Med Hypotheses. 2013 Jul;81(1):36-40. doi: 10.1016/j.mehy.2013.03.041. Epub 2013 Apr 29.


The problem: The spasm of the oblique muscles can contribute to lenticular astigmatism. The visual cortex interprets the tension of the oblique muscles as an eye that is in near focus mode. It overrides the response to the information generated by depth perception to bring a distant image into focus. Any excessive effort to bring it into focus will not be successful and continuing to make that effort can cause a misalignment in the tension of the rectus muscles. This in turn can directly induce corneal astigmatism and indirectly induce lenticular astigmatism. The astigmatic eye can still bring a near image into focus, but a distant image remains aberrant.

Methodology: The design of a special contact lens to treat lenticular astigmatism is similar to the design of a contact lens to treat corneal astigmatism by means of orthoculogy (or ortho C) as outlined in the paper Correcting Corneal Astigmatism by Reinstating the Correct Neuromuscular Message.

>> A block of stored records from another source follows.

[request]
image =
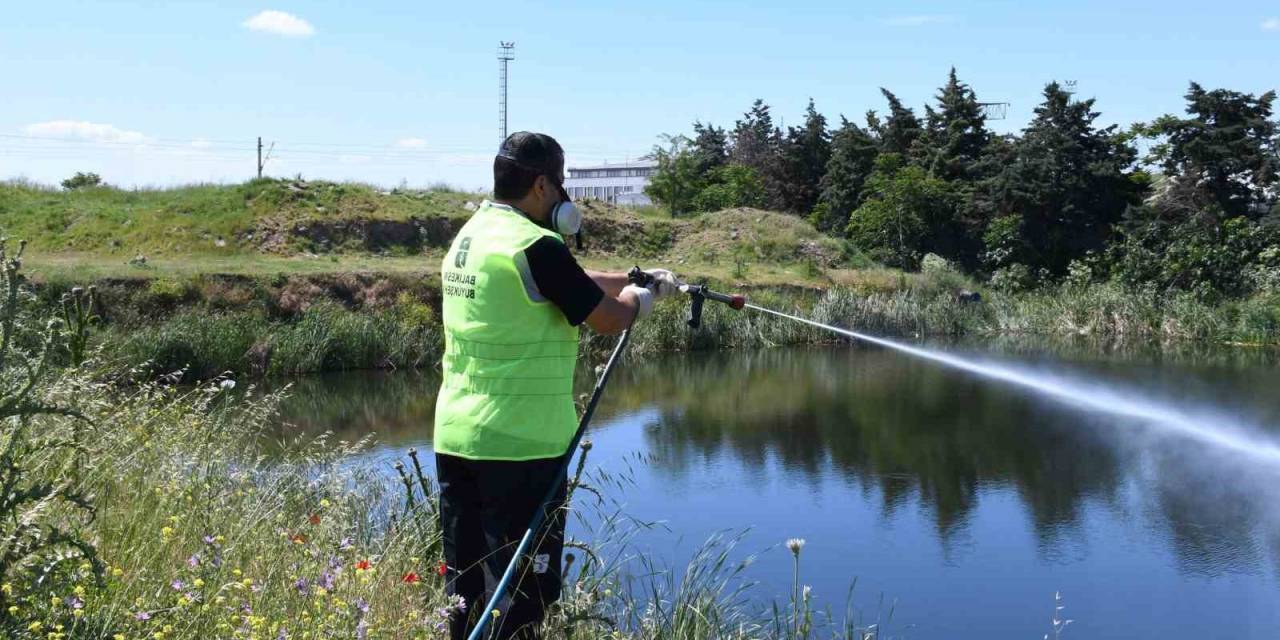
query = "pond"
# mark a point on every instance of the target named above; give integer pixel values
(961, 503)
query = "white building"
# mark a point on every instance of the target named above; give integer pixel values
(615, 183)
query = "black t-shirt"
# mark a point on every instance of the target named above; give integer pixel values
(558, 278)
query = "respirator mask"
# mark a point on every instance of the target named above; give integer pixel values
(565, 218)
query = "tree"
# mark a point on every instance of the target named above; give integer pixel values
(709, 147)
(755, 144)
(906, 213)
(677, 179)
(82, 181)
(803, 161)
(1228, 149)
(755, 138)
(730, 186)
(1066, 184)
(955, 133)
(853, 156)
(900, 131)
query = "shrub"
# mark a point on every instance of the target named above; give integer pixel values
(82, 181)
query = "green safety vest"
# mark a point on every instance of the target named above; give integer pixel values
(508, 359)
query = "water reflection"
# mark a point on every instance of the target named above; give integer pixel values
(969, 474)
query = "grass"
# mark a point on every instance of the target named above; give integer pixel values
(242, 306)
(151, 512)
(210, 219)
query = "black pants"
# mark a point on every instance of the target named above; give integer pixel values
(485, 507)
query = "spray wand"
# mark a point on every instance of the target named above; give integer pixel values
(698, 295)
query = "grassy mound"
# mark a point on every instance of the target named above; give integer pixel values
(219, 219)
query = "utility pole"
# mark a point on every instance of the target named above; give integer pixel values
(261, 161)
(506, 54)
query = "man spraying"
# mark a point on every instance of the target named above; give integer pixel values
(513, 298)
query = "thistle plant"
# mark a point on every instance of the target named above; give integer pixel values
(40, 507)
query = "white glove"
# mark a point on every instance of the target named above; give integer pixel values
(664, 283)
(644, 298)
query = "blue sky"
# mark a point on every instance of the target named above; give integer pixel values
(173, 92)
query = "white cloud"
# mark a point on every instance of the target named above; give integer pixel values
(279, 23)
(81, 129)
(918, 21)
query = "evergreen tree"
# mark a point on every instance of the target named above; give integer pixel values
(755, 138)
(900, 131)
(1226, 150)
(677, 182)
(709, 147)
(853, 156)
(955, 133)
(801, 164)
(1068, 182)
(906, 213)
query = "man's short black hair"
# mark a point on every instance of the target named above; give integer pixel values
(521, 159)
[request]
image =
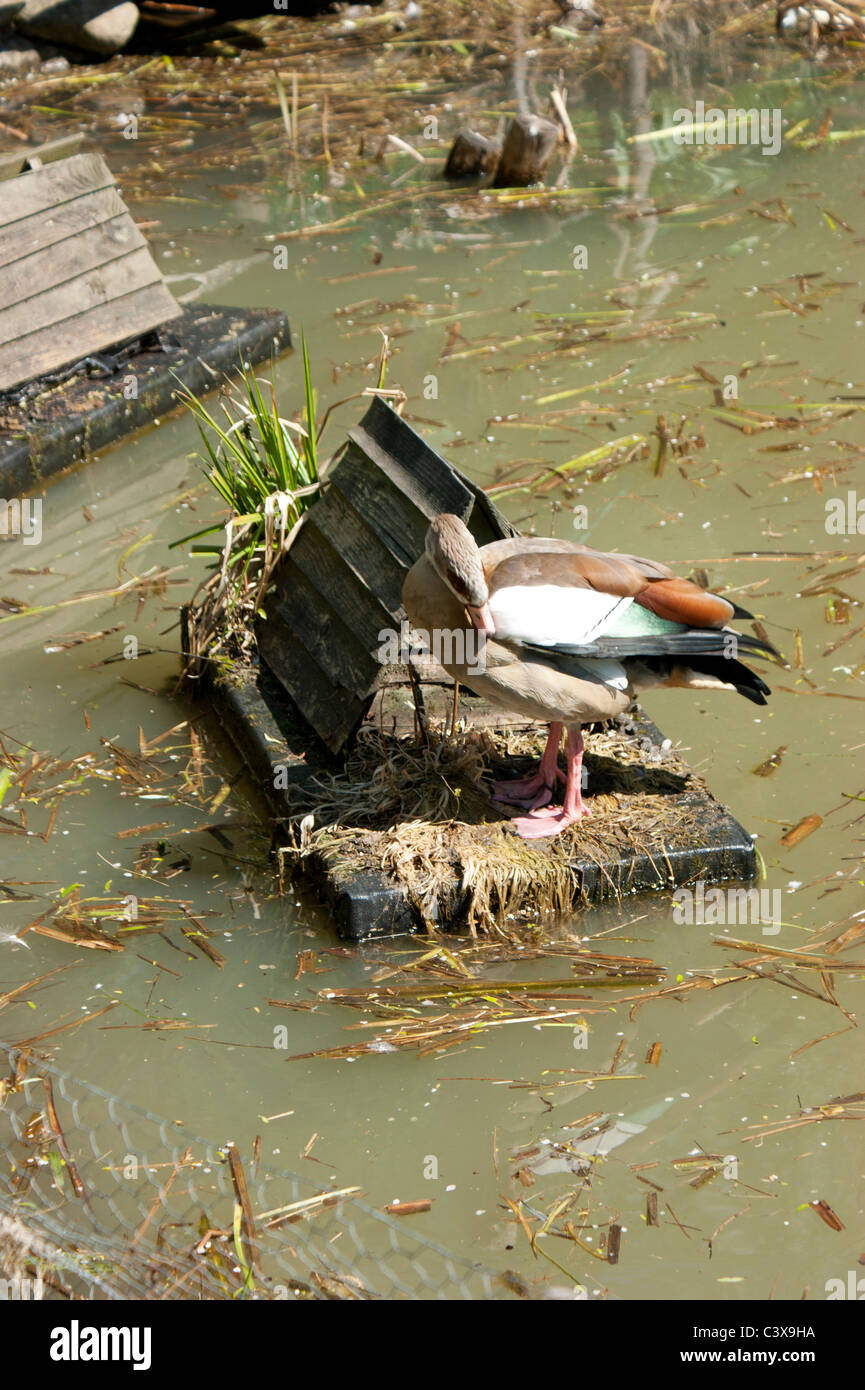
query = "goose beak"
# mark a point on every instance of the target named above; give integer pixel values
(481, 619)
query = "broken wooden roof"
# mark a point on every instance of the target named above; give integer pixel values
(75, 273)
(340, 584)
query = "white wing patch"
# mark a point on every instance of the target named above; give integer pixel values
(548, 615)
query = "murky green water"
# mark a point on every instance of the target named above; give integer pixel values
(711, 281)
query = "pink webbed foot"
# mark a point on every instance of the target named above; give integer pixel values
(526, 791)
(551, 820)
(534, 791)
(547, 823)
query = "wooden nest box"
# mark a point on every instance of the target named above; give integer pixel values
(340, 585)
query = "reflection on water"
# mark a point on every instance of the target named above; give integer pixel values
(716, 330)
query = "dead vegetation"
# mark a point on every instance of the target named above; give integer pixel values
(420, 811)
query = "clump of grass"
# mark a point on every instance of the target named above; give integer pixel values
(266, 469)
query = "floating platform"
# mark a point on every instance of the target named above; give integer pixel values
(655, 824)
(64, 423)
(387, 820)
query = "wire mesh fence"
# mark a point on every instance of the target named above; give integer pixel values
(103, 1200)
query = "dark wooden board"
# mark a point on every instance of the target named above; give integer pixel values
(355, 549)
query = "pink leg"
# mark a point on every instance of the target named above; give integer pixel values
(552, 822)
(536, 790)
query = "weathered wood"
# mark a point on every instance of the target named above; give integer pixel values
(527, 149)
(18, 161)
(412, 464)
(340, 585)
(64, 263)
(472, 156)
(397, 521)
(333, 720)
(75, 273)
(68, 423)
(91, 210)
(95, 25)
(360, 548)
(102, 327)
(340, 642)
(39, 191)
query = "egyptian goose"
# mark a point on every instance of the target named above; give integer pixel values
(569, 637)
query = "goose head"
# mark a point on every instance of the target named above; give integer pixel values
(454, 555)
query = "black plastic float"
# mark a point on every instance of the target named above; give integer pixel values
(295, 710)
(68, 421)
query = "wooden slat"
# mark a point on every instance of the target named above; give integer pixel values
(359, 546)
(53, 186)
(317, 623)
(397, 521)
(100, 327)
(341, 583)
(333, 719)
(56, 224)
(326, 569)
(75, 273)
(57, 267)
(17, 161)
(63, 306)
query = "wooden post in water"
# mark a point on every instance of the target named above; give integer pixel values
(529, 145)
(472, 156)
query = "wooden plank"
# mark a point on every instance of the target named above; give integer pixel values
(333, 720)
(56, 224)
(18, 161)
(333, 642)
(61, 307)
(326, 569)
(359, 546)
(408, 460)
(103, 325)
(31, 277)
(387, 510)
(53, 186)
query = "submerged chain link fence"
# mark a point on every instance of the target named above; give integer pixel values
(103, 1200)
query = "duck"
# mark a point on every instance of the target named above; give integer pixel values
(562, 634)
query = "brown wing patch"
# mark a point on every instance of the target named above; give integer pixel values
(680, 601)
(584, 570)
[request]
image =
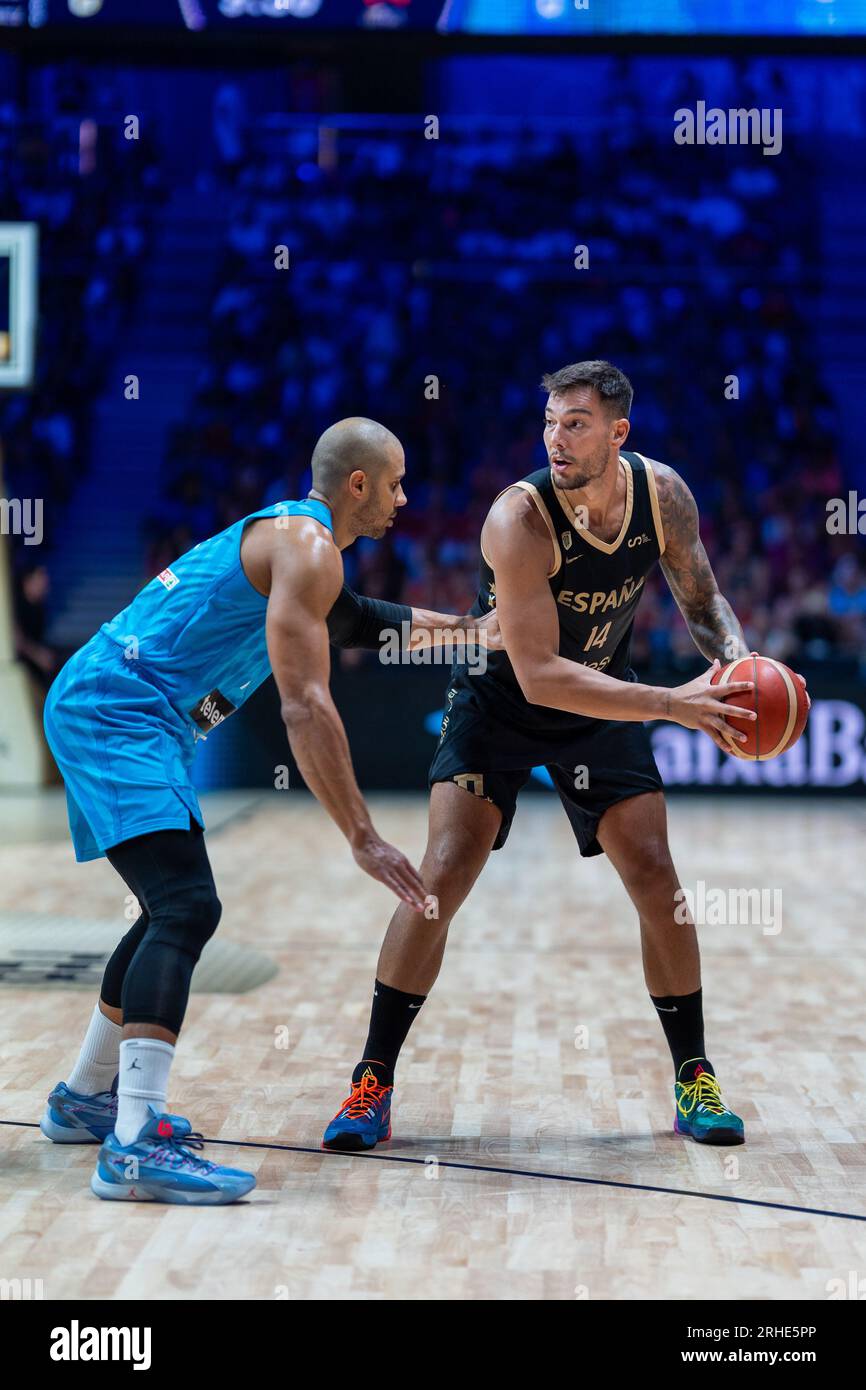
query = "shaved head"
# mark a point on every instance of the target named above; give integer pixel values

The ortho C lens is worn for about two minutes to attend to the blur and distorted aspects of "simple myopic astigmatism". Both of these refractive errors are corrected simultaneously.

Results: Once the oblique muscles become "loose" due to a "contact lens draw", it triggers the visual cortex to reinstate the proper neuromotor message to stimulate the ciliary muscle (the muscle that controls the shape of the crystalline lens) to relax along a certain meridian-which in turn "flattens" the crystalline lens along that meridian to bring a blur and distorted image in the distance into focus. The correction only takes a few minutes because the ciliary muscle of an astigmatic eye was not compromised.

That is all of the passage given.